On Wednesday, the health secretary defended the delay saying: "I had to be absolutely certain that we were getting the right facilities for this part of London and that we were getting the best possible value for money for patients before we committed over £1bn in capital for the next 35 years."
She said the revised programme had everything that had always been planned, but required less public money.
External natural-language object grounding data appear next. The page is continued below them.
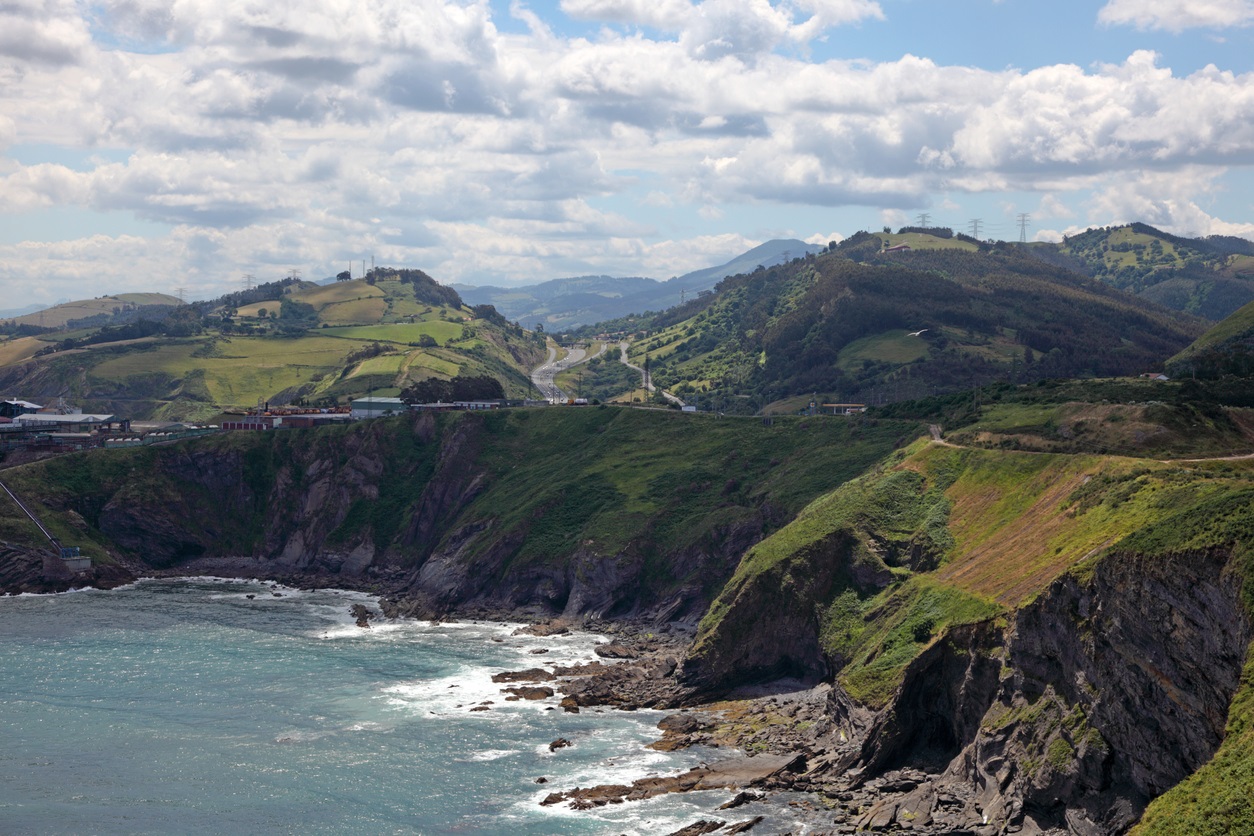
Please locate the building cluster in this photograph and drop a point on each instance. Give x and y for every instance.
(24, 424)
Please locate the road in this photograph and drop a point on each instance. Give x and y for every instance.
(544, 375)
(646, 379)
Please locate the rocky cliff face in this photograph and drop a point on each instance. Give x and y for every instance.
(1097, 697)
(399, 501)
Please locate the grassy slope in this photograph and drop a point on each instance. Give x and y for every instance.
(1002, 524)
(842, 330)
(59, 315)
(607, 480)
(197, 377)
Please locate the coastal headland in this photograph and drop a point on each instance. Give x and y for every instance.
(887, 628)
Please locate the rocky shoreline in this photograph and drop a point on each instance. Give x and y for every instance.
(798, 751)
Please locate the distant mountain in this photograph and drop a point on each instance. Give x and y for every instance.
(937, 317)
(1210, 277)
(563, 303)
(21, 311)
(1224, 350)
(90, 312)
(280, 342)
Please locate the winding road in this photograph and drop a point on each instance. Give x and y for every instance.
(544, 376)
(646, 377)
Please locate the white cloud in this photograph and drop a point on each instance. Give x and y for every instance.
(1165, 199)
(823, 241)
(268, 133)
(1178, 15)
(43, 33)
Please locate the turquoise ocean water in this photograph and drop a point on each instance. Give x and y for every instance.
(186, 707)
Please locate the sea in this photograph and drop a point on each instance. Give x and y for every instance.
(217, 706)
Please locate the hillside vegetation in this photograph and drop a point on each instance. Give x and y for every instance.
(1210, 277)
(860, 325)
(286, 342)
(653, 504)
(1224, 350)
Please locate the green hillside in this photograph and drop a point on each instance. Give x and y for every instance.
(1227, 349)
(60, 316)
(1210, 277)
(282, 342)
(864, 325)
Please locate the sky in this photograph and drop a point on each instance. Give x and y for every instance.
(194, 146)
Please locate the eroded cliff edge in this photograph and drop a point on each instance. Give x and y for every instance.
(1069, 653)
(1043, 642)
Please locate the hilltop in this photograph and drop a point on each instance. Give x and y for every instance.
(121, 307)
(566, 303)
(280, 342)
(1210, 277)
(869, 325)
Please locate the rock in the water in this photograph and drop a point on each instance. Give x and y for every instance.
(680, 723)
(699, 827)
(531, 692)
(741, 800)
(529, 674)
(615, 652)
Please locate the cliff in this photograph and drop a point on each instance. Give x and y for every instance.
(1065, 656)
(1043, 642)
(595, 512)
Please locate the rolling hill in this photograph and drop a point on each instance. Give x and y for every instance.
(867, 325)
(282, 342)
(564, 303)
(1227, 349)
(1210, 277)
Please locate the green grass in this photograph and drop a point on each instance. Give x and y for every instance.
(894, 347)
(922, 241)
(937, 535)
(875, 638)
(401, 334)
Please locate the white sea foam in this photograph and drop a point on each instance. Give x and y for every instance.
(492, 755)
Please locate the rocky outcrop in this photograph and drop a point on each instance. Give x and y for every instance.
(1101, 694)
(1115, 689)
(770, 628)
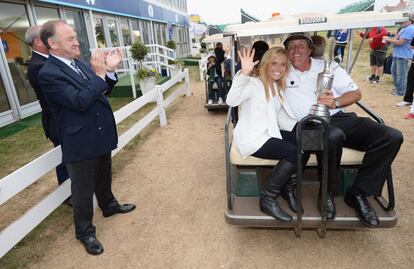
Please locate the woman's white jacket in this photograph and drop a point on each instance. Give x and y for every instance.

Under the revised plans, one floor at Bart's and two at the Royal London will not be fitted out until it is known whether east London's population increases enough to need them.
And the Barts and The London NHS Trust has also agreed to wait before refurbishing existing buildings.
But the redevelopment will create the UK's biggest hospital, with 1,248 beds, and Europe's largest accident and emergency department.
The historic Georgian buildings of Bart's - the UK's oldest hospital - will be refurbished alongside a new building which will house the cancer and cardiac centre.
The new hospital at The Royal London will have two glass towers, one with a helipad for the London's Helicopter Emergency Medical Service.
The PFI plans envisage two hospitals having 1,248 beds - 186 more than they have currently, with many patients in single rooms with en suite facilities, and the rest in four-bed bays.
Trust chief executive Paul White said: "After decades of under investment, the people of east London and our 8,000 staff can now look forward to the world-class new hospitals they deserve."
Wendy Mead, from the Save Barts Campaign, criticised the delay adding: "It all looks a bit like a face-saving exercise from the Department of Health who were hoping to close Barts, and they have not managed to do it."
The St Bartholomew's and the Royal London Charitable Foundation will make a grant to allow the trust to buy major state-of-the-art medical equipment.
Construction of the new hospitals will begin in the coming weeks and the new facilities are expected to be fully complete by 2016.